31 outubro 2011

A Lua que não dei...


“Compreendo os pais, e me encanto com eles, que desejariam dar o mundo de presente aos filhos.

E, no entanto, abomino os que, a cada fim de semana, dão tudo o que os filhos lhes pedem nos shoppings onde exercitam arremedos de paternidade.

E não há paradoxo nisso.

Dar o mundo é sentir-se um pouco como Deus, que é essa a condição de um pai.

Dar futilidades como barganha de amor é, penso eu, renunciar ao sagrado.

Volto a narrar, por me parecer apropriado à croniqueta, o que me aconteceu ao ser pai pela primeira vez.


Lá se vão, pois, 45 anos.

Deslumbrado de paixão, eu olhava a menina no berço, via-a sugando os seios da mãe, esperneando na banheira, dormindo como anjo de carne.

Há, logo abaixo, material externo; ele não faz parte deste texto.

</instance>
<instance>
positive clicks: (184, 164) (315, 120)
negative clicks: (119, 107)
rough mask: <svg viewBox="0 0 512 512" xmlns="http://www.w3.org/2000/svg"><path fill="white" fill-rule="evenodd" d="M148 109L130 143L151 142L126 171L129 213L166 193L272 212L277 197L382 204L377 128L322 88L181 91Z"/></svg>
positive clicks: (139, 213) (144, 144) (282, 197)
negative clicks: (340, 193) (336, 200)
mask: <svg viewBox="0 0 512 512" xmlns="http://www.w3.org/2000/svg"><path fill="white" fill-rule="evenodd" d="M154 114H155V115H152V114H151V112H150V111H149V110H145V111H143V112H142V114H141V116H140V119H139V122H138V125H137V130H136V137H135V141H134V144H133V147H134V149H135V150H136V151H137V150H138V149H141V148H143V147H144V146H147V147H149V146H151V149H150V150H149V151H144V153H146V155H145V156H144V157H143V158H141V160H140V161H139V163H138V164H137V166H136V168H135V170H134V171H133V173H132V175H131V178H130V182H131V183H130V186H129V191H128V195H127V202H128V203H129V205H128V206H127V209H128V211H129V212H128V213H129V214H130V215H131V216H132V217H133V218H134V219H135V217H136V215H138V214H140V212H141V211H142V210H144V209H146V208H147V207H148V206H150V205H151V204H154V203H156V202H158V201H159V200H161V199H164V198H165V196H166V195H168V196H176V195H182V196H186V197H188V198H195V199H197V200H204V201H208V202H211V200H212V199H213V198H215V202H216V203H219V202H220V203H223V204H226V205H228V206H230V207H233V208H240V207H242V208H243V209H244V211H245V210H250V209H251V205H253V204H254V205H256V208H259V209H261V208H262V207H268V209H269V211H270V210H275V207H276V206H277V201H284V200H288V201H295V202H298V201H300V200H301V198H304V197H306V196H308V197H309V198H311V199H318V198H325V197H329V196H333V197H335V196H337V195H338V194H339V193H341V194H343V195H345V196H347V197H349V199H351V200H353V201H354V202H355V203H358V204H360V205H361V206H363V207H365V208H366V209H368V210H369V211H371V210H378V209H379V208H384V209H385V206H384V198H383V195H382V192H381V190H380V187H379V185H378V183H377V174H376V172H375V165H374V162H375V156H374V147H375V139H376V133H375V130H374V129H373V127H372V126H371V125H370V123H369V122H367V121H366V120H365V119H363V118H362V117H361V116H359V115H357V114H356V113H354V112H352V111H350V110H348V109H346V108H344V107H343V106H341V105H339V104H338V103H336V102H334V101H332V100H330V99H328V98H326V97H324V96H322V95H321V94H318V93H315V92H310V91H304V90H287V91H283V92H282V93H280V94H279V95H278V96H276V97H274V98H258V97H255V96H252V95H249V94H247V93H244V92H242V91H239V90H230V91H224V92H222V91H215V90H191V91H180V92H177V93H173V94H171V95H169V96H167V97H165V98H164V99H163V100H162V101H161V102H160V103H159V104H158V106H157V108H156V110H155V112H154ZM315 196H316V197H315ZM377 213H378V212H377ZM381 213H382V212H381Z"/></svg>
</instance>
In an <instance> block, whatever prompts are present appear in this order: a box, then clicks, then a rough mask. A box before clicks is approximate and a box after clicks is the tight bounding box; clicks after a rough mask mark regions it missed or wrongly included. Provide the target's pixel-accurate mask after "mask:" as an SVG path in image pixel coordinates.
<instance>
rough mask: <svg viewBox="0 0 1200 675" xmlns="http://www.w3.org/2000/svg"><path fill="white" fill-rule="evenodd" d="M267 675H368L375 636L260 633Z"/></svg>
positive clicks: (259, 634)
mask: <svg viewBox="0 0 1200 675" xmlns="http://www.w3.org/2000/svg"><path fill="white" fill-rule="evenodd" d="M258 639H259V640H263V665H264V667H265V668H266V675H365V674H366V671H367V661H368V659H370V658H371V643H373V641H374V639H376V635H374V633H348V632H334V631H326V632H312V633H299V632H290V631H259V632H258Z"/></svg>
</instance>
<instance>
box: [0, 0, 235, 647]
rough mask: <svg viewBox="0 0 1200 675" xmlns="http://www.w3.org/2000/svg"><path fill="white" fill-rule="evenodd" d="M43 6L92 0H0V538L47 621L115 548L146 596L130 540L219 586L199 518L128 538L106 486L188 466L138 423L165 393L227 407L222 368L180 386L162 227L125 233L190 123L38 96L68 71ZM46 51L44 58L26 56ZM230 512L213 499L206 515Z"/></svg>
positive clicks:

E, então, eu me prometia, prometendo-lhe: “Dar-lhe-ei o mundo, meu amor.”

E não lhe dei.

E foi o que me salvou do egoísmo, da tola pretensão e da estupidez de confundir valores materiais com morais e espirituais.

Não dei o mundo à minha filha, mas ela quis a Lua.

E não me esqueço de como ela pediu a Lua, há anos já tão distantes.

Eu a carregava nos braços, pequenina e apenas balbuciante, andando na calçada de nosso quarteirão, em tempos mais amenos, quando as pessoas conversavam às portas das casas.

Com ela junto ao peito, sentia-me o mais feliz homem do mundo, andando, cantarolando cantigas de ninar em plena calçada.

Pois é a plenitude da felicidade um homem jovem poder carregar um filho como se acariciando as próprias entranhas.

Minha filha era eu, e eu era ela.

Um pai é, sim, um pequeno Deus, o criador.

E seu filho, a criatura bem amada.

E foi, então, que conheci a impotência e os limites humanos.


Pois a filhinha a quem eu prometera o mundo ergueu os bracinhos para o alto e começou a quase gritar, assanhada, deslumbrada: “Dá, dá, dá...”

Ela descobrira a Lua e a queria para si, como ursinho de pelúcia, uma luminosa bola de brincar.

Diante da magia do céu enfeitado de estrelas e de luar, minha filha me pediu a Lua e eu não lhe pude dar.

A certeza de meus limites permitiu, porém, criar um pacto entre pai e filhos: se eles quisessem o impossível, fossem em busca dele.

Eu lhes dera a vida, asas de voar, diretrizes, crença no amor e, portanto, estímulo aos grandes sonhos.


E o sonho da primogênita começou a acontecer, num simbolismo que, ainda hoje, me amolece o coração.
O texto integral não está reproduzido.